What We Learned: Rapha Women's Round Table
Words by Tayler Rae Dubé
This past Sunday, Pretty Damned Fast helped Rapha host a round table discussion on women's cycling at their LA Pop Up Shop. The talk was followed by a quick ride up Mandeville and back. In case you missed it, or live out of town, here is what we discussed and learned.
At Pretty Damned Fast, we are always excited when companies make big efforts to talk about women's cycling. Rapha is one of those brands that is always pushing to make sure women are seen as equals in the sport. In fact, it is on a Rapha women's ride out the the NYC location that Anna Maria and I first met and formed PDF! So when they reached out to us about helping create a panel to discuss women's cycling from commuting to racing, we jumped at the opportunity.
The panel included four women, all coming from different parts of the sport; Crystal Haggard a mom and employee at Zwift, Emily Alvarez a former triathlete and now recreational cyclist, Nona Varnado an advocate for commuting, and me, the co editor of a magazine devoted to the sport.
The questions were targeted to each panelist's specialty, starting with how we all got into cycling. Crystal discussed what it's like balancing a career in cycling while raising a young kid, something that isn't talked about much in cycling, but can be a huge barrier for many women. Emily, after finding out that she has a condition that affects her adrenal gland, talked about reinventing what it means to ride when you can no longer push yourself in the same way as well as knowing how to read your own body, and not worrying about what other people think when you turn off a ride early.
Nona, who works with LA Bike Trains and Bicycle Culture Institute, talked about how women can jumpstart the initiative to get more people on bikes and less people in cars. I told the story of why PDF started and a few of the things I've learned along the way.
One of the questions I found most interesting was one posed by Brett Cleaver to the the entire panel. How do you react when women tell you they are too scared to ride a bike in LA? Everyone's answer varied a bit, but in the end we all agreed a three things: It's ok to be nervous and admit that riding a bike is scary sometimes. Taking steps to feel comfortable on your bike and in control is key. And, that in the end, the greatness of exploring your city without obstruction and joy of not having to sit in traffic will always out weigh the bad that could happen.
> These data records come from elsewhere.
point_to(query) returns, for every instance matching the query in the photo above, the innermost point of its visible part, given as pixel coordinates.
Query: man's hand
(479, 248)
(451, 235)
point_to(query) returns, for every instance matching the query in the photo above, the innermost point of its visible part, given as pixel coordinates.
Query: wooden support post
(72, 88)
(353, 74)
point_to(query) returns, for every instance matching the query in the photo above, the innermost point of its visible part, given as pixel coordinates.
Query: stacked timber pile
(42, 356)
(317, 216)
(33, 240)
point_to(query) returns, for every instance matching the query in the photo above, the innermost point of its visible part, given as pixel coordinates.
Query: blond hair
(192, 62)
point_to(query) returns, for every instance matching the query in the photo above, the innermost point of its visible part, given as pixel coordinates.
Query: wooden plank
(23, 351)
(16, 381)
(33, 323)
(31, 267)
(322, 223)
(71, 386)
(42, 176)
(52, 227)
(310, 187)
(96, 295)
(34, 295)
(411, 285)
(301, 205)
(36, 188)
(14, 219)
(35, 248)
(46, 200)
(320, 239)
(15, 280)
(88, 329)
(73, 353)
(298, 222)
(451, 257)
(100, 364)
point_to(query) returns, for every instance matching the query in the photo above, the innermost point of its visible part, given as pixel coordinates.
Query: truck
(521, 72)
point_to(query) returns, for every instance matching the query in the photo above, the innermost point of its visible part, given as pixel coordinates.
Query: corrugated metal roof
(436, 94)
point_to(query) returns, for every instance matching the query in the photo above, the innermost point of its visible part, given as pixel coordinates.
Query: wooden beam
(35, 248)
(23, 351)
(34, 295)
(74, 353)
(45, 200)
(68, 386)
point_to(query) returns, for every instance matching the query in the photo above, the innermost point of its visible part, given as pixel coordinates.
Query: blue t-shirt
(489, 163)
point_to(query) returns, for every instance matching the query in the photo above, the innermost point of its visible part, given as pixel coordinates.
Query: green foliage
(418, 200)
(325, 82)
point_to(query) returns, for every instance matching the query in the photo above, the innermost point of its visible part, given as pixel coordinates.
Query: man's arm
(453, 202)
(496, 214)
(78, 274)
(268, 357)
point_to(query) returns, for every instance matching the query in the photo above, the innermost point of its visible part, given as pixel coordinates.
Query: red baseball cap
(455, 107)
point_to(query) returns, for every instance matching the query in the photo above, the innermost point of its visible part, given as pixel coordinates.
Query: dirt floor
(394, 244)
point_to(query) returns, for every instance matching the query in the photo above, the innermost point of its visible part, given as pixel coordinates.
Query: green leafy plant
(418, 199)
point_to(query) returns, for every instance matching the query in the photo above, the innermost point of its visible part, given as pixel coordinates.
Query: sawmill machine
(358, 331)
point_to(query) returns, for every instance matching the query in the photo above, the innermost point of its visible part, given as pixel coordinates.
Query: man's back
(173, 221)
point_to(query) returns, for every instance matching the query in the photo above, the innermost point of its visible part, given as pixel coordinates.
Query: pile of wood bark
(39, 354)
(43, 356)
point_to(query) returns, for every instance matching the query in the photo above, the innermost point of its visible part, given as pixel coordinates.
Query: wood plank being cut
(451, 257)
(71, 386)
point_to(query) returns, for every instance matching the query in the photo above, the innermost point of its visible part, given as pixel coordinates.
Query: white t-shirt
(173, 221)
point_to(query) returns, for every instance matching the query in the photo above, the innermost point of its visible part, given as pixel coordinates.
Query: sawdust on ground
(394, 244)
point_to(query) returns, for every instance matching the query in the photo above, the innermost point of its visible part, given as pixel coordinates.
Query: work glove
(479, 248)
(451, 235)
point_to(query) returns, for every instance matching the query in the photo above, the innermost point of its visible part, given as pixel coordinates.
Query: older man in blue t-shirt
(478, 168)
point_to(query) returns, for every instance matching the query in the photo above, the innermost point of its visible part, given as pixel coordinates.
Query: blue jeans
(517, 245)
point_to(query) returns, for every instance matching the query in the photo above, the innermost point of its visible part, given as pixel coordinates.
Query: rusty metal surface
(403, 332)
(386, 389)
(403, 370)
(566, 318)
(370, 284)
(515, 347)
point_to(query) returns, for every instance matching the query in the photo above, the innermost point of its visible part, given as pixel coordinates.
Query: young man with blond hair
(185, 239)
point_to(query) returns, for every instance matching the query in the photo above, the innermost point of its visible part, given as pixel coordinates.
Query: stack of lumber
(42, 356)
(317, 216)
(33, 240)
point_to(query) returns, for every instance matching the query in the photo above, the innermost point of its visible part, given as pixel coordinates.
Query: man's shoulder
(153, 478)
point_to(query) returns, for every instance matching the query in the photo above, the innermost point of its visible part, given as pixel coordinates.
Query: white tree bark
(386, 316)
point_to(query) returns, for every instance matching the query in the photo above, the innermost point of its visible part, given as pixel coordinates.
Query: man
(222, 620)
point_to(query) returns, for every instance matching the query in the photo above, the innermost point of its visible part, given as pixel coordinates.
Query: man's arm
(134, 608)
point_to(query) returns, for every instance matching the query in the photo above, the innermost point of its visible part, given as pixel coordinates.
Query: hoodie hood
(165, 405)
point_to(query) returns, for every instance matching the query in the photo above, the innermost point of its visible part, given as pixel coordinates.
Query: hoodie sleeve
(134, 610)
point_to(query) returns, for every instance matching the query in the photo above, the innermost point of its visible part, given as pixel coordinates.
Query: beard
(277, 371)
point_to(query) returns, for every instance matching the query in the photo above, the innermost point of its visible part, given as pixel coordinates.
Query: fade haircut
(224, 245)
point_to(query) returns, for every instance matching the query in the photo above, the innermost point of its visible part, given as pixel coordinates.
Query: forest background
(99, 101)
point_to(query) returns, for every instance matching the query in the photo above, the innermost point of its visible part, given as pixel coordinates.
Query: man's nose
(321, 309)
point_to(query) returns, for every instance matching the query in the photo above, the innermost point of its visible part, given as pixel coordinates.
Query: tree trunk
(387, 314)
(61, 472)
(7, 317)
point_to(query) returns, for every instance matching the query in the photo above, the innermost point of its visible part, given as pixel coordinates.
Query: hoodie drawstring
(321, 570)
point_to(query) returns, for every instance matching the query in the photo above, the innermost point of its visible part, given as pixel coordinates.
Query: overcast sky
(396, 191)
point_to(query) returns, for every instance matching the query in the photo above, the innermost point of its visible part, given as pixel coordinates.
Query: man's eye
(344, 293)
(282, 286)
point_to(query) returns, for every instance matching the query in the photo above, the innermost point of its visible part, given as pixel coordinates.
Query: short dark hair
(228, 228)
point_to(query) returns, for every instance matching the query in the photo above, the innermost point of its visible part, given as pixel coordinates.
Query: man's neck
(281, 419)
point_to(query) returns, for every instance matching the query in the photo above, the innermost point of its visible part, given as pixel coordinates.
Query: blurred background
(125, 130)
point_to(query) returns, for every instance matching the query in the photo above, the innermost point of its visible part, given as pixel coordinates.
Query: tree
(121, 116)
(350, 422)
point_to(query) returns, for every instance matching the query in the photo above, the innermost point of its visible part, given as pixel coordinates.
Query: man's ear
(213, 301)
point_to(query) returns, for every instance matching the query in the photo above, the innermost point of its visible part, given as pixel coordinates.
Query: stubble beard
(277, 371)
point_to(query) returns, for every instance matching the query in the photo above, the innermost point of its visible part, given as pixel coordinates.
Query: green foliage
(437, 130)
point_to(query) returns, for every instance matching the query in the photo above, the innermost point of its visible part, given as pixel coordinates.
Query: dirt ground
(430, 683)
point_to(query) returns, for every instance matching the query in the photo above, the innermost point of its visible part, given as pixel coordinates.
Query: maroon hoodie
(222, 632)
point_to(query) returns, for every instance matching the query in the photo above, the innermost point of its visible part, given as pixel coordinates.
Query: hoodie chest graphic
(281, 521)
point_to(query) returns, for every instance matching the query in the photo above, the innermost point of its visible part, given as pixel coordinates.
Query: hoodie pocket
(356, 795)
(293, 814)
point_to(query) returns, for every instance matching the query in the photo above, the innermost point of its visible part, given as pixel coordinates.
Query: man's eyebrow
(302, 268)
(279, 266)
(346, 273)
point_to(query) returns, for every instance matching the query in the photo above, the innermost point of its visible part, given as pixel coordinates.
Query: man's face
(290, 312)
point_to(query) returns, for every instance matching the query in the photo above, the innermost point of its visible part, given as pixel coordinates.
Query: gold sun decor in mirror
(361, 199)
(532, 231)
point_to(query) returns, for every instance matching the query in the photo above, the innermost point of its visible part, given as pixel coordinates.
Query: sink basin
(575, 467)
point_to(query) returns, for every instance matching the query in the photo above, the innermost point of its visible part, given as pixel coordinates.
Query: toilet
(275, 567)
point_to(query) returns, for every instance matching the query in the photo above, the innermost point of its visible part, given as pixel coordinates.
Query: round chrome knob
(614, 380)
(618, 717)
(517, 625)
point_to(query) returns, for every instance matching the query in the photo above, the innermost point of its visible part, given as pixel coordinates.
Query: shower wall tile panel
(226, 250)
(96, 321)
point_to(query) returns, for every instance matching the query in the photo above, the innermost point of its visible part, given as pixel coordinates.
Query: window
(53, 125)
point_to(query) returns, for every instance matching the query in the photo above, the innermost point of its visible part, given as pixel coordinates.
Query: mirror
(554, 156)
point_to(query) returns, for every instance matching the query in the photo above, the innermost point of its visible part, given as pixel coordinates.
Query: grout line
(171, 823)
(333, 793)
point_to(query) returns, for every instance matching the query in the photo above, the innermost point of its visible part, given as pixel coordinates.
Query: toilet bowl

So what did we learn? We learned that the personal experiences of female cyclists, no matter there background, can be related to and help everyone. That having to change how you see and ride a bike because of a condition is useful to someone who has sustained an injury as well as someone raising a young child. That writing about the variety of women in cycling can help to get women out of cars and onto bikes. And, perhaps most personally, that learning how someone manages working in cycling and caring for a toddler is applicable to someone balancing a career and raising a two year old magazine about women's cycling.
Rapha and Pretty Damned Fast are hoping to hold part two of this discussion soon, but in the meantime, stop by and enjoy some of the other events at the Rapha LA Popup!